Sunday, January 16, 2011

"Saving CeeCee Honeycutt" BookLook Jan. 20

“Saving CeeCee Honeycutt”
“Saving CeeCee Honeycutt” by Beth Hoffman is a novel about southern women in the 1960’s. It’s filled with lots of nuts and as syrupy as a slice of pecan pie. These characters are “Steel Magnolias” without the hair salon. They range from sweetly eccentric to full-fledged crazy and we love reading about their absurd behavior and uppity ways.

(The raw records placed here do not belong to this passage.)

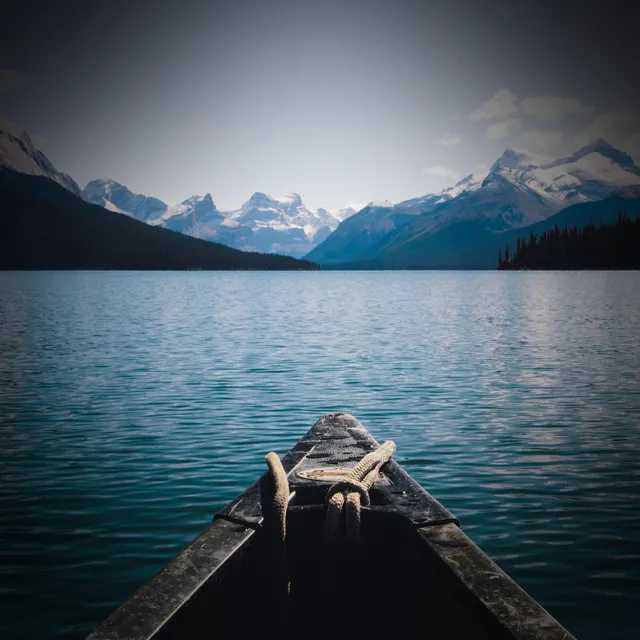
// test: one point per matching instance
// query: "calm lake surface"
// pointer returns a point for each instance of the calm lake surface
(134, 405)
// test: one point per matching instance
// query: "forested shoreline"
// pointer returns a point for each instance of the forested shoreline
(615, 245)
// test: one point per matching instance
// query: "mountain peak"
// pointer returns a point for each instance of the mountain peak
(259, 199)
(380, 204)
(512, 159)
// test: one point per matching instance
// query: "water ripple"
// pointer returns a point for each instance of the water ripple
(134, 405)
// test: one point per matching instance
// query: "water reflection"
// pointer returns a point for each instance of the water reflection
(133, 405)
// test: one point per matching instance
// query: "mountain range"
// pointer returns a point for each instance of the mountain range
(263, 223)
(461, 226)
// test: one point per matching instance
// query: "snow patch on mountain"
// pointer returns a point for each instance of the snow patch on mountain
(18, 152)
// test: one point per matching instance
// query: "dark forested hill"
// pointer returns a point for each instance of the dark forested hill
(615, 245)
(44, 226)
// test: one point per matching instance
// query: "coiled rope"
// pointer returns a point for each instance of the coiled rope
(344, 497)
(347, 495)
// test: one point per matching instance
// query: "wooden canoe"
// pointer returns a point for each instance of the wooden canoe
(414, 573)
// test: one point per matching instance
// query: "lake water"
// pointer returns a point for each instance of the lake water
(134, 405)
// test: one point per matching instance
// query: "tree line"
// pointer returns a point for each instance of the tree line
(614, 245)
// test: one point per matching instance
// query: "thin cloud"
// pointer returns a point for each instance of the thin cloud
(450, 139)
(619, 128)
(610, 126)
(541, 139)
(441, 172)
(10, 79)
(553, 108)
(503, 105)
(501, 130)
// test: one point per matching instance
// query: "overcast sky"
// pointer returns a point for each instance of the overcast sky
(341, 101)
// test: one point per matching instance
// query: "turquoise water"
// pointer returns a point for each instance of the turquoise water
(135, 405)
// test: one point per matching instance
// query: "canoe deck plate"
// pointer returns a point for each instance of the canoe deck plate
(335, 444)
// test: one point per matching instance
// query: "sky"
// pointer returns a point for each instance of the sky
(341, 101)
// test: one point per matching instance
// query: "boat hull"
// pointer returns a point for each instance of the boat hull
(414, 573)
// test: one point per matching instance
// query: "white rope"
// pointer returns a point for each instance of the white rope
(354, 491)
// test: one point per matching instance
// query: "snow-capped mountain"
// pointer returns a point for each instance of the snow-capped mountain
(18, 152)
(515, 193)
(360, 233)
(263, 223)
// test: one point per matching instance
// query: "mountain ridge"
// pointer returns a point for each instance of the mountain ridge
(515, 193)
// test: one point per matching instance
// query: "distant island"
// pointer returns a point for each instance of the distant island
(45, 226)
(613, 245)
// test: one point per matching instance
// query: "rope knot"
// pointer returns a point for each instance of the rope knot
(349, 485)
(346, 495)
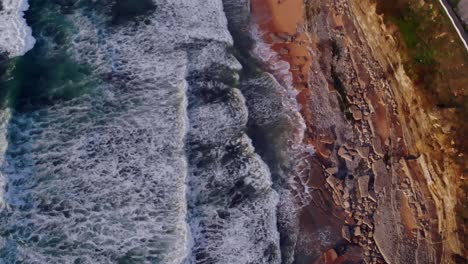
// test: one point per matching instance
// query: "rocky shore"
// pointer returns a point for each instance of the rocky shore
(386, 179)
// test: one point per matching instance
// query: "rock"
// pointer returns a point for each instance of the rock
(357, 231)
(345, 233)
(363, 184)
(330, 256)
(332, 170)
(342, 151)
(357, 113)
(333, 182)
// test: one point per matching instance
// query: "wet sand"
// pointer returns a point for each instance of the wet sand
(282, 24)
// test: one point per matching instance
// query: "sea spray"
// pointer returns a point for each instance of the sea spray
(16, 37)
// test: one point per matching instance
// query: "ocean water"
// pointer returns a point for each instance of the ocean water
(139, 135)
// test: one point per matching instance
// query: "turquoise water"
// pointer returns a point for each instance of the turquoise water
(127, 140)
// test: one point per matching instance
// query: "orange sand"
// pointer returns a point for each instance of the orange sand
(283, 21)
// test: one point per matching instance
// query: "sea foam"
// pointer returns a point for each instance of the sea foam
(15, 35)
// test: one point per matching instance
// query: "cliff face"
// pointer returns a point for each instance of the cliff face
(385, 157)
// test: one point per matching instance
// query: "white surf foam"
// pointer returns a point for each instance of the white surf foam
(15, 35)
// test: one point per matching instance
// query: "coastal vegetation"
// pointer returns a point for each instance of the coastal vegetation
(433, 56)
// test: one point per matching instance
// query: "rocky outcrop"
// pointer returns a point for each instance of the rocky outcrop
(387, 160)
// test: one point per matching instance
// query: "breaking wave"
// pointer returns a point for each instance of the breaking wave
(16, 37)
(147, 143)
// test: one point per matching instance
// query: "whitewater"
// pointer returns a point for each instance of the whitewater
(154, 162)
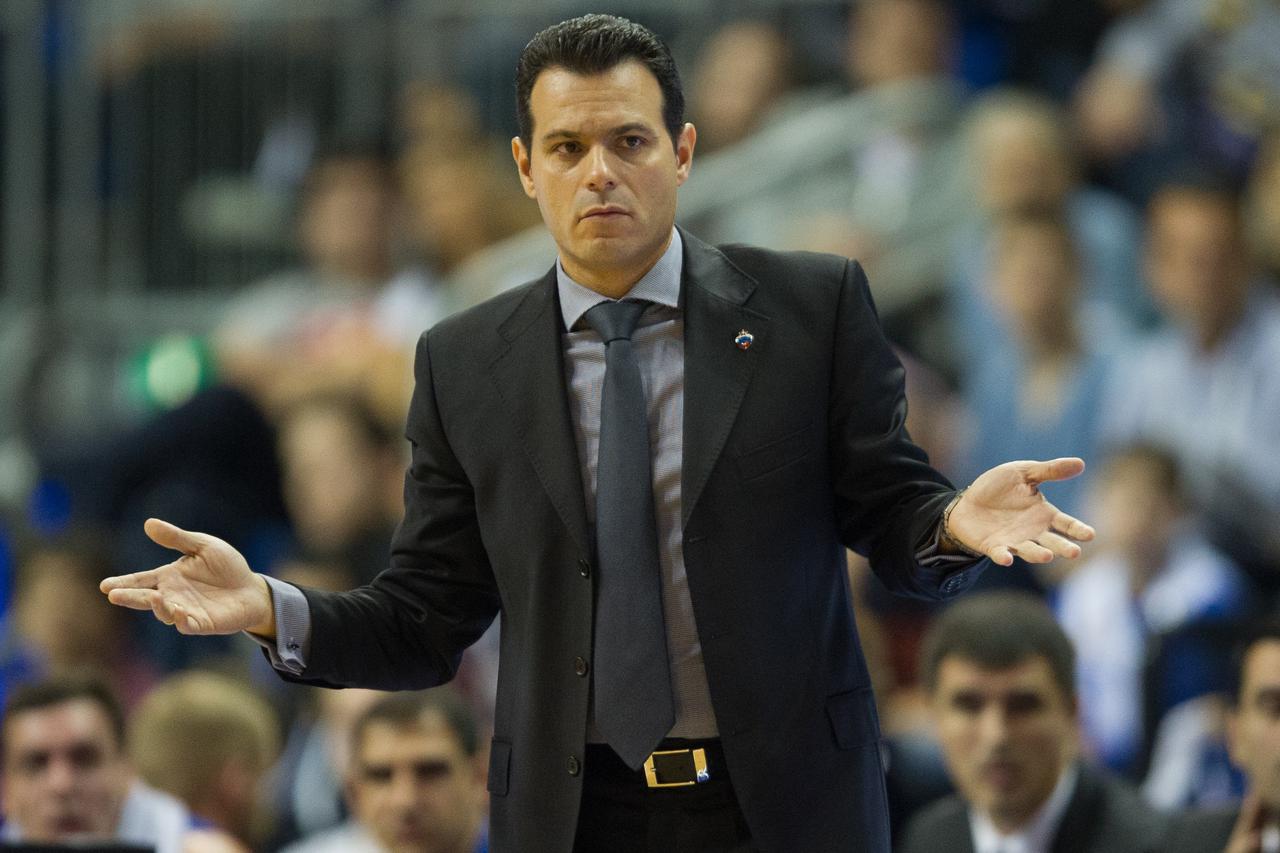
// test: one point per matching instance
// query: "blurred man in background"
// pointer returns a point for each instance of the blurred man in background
(1253, 737)
(416, 781)
(1000, 675)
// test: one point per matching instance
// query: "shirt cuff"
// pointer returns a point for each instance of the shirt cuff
(288, 653)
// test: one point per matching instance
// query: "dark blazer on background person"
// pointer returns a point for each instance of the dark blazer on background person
(1201, 831)
(1104, 816)
(794, 447)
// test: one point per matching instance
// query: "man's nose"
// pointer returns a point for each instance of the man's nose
(599, 174)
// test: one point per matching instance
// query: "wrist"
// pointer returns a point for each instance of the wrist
(266, 626)
(947, 541)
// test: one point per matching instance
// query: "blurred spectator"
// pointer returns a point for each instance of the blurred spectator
(343, 483)
(1183, 81)
(1207, 387)
(869, 176)
(457, 183)
(1262, 209)
(67, 778)
(1022, 156)
(1253, 725)
(1034, 392)
(416, 780)
(741, 73)
(60, 623)
(208, 739)
(344, 322)
(1151, 584)
(1000, 674)
(306, 784)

CeeCee is short for Cecelia Rose. CeeCee is the twelve-year-old daughter of Camille Sugarbaker Honeycutt, formerly and forever Miss Vidalia Onion Queen 1951. Camille was swept off her satin pump clad feet by a northerner (damn Yankee) and is now living in utter misery in Ohio. Momma Camille slips steadily, or rather unsteadily, into complete insanity as her husband spends more and more time on the road working as a salesman. Little CeeCee is left to care for her delusional mother with no support except a kind elderly neighbor lady.

After the untimely death of her mother who was run over by the ice-cream truck as she crossed the road dressed in one of her Goodwill gowns with matching heals and tiara, CeeCee is rescued by her mother’s elderly Aunt Tootie. Just picture little Cinderella driving off with her kindly fairy god-mother in a big Buick convertible headed for a happy ending in a southern mansion in Savannah Georgia.

Of course Aunt Tootie wasn’t christened Tootie, she was named Talullah. I love the names and nicknames of these southern women. When pronounced with a soft drawl and accented with an eyelash flutter they are pure poetry.

My own grandmother, Lucy Trotter Brigeforth Allen was nicknamed Aunt Tot. This odd moniker used a version of her middle name and carried the expectation that at age 37 this unmarried nurse would be the old maid of the family – everybody’s Aunt. Boy did she fool them! Picture the Southern Belle driving off into the sunset with her dashing Mr. Allen headed for a happy ending in a…farmhouse growing tobacco ever after.